Co-written and directed by Derek Cianfrance, “Blue Valentine” is a 12-year labor of love…the actors jumping in and out of other movies during the duration of the shoot. The film story also does a lot of chronological jumping from the final dissolution days to the idyllic meeting and martial beginnings. Again the lead actors had to hang in there, taking a month-long hiatus to “age,” as in “bulk up.” At times the chronological inter-cutting becomes confusing because, other than her hair length, Williams looks basically the same. Her character, Cindy, also never seems that nutso over likeable ukulele-serenading flake Dean.

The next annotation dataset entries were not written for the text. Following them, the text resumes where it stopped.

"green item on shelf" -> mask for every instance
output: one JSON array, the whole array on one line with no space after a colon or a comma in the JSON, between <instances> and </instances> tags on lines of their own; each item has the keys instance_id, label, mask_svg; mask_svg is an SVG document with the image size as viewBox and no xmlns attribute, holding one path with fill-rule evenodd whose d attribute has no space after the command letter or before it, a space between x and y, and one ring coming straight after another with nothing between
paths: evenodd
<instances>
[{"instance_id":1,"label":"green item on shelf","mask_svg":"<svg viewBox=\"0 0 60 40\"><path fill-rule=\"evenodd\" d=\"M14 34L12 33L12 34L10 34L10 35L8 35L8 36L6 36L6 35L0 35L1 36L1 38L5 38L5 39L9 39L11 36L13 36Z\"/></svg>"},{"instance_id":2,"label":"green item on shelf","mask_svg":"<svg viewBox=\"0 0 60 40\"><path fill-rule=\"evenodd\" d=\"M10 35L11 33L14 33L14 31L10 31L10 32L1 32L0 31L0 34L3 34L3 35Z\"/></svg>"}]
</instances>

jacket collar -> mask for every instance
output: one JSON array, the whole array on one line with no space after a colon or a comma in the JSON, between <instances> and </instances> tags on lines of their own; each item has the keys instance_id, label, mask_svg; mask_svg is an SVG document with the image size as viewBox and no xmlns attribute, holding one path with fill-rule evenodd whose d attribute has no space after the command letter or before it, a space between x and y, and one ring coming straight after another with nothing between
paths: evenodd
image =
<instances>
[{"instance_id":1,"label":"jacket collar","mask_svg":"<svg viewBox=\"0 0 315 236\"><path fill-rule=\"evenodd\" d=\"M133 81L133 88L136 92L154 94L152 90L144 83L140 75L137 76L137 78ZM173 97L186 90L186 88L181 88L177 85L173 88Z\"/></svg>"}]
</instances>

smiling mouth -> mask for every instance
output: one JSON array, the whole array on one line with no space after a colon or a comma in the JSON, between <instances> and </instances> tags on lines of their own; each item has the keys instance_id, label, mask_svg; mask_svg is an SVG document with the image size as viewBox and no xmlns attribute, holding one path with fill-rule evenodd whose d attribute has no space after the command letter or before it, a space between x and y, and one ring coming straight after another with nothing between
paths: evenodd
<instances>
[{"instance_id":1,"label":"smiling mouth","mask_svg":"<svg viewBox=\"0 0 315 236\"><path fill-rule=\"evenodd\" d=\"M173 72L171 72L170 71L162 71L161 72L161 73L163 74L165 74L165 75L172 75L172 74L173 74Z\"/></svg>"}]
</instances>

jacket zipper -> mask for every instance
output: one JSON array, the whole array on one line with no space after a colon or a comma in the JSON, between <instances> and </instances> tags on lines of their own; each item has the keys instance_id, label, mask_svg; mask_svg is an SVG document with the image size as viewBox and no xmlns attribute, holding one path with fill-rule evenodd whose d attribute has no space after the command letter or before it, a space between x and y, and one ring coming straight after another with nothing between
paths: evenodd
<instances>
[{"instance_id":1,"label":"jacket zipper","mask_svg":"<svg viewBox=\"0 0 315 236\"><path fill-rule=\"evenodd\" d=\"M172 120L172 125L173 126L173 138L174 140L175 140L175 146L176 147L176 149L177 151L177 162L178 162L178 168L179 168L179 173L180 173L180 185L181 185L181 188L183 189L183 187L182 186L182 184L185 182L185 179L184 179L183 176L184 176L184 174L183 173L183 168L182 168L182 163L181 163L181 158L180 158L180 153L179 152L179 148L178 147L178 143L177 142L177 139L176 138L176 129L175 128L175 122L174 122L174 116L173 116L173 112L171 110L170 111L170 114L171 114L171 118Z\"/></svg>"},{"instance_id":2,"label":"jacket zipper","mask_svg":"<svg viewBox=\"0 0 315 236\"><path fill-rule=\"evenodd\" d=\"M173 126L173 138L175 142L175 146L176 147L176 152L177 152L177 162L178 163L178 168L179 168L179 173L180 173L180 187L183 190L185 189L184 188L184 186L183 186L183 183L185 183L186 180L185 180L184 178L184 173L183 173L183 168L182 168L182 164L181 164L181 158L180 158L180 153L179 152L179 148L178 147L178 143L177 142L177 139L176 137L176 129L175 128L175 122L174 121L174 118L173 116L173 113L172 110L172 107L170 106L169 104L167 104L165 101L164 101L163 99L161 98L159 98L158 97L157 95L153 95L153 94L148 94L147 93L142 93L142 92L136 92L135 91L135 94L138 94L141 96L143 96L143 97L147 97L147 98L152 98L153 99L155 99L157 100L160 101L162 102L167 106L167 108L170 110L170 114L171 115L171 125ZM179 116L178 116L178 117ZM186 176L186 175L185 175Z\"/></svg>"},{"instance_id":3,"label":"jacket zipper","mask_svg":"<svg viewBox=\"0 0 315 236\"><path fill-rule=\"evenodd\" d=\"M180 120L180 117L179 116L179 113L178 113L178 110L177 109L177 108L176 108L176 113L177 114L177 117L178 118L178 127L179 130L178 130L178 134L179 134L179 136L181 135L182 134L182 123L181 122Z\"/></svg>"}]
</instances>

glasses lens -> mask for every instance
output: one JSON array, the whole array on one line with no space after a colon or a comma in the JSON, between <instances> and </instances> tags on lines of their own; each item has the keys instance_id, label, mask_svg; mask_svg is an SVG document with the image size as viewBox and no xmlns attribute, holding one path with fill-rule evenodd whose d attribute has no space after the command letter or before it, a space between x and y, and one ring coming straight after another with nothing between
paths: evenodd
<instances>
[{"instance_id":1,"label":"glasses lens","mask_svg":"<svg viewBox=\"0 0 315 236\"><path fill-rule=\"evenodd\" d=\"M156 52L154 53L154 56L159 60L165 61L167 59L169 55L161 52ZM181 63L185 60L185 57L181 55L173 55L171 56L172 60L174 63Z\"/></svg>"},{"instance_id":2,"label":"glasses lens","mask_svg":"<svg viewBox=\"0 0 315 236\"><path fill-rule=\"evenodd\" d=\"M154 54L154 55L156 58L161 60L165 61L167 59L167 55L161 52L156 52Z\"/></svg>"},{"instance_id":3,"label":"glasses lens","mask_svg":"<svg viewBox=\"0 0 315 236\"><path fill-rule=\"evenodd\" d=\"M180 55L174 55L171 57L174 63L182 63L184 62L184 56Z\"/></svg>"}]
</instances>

Cindy has ambition. She wants to be a doctor. Dean is happy to have a job, where a morning beer won’t upset his menial labor. Nice guy that he is, he got her out of a jam and married her when she was suddenly with child, probably by bullying jock Bobby (Mike Vogel). For his good intentions, Dean gets a beating by the ex-boyfriend.
As things go sour, Dean sets up a last-ditch sex weekend with Cindy in a love motel in the porno “Star Wars” Future Room. But Dean doesn’t get it. Cindy is already gone. When the truth hits home, he is no longer Mr. Nice Guy, sacrificing his one good quality.
Of course, the real loser is Frankie. It’s awful to know the pain she will experience. “Blue Valentine” is a powerfully-acted downer. Young lovers seeing it on “Valentine’s Day” are guaranteed a bad date.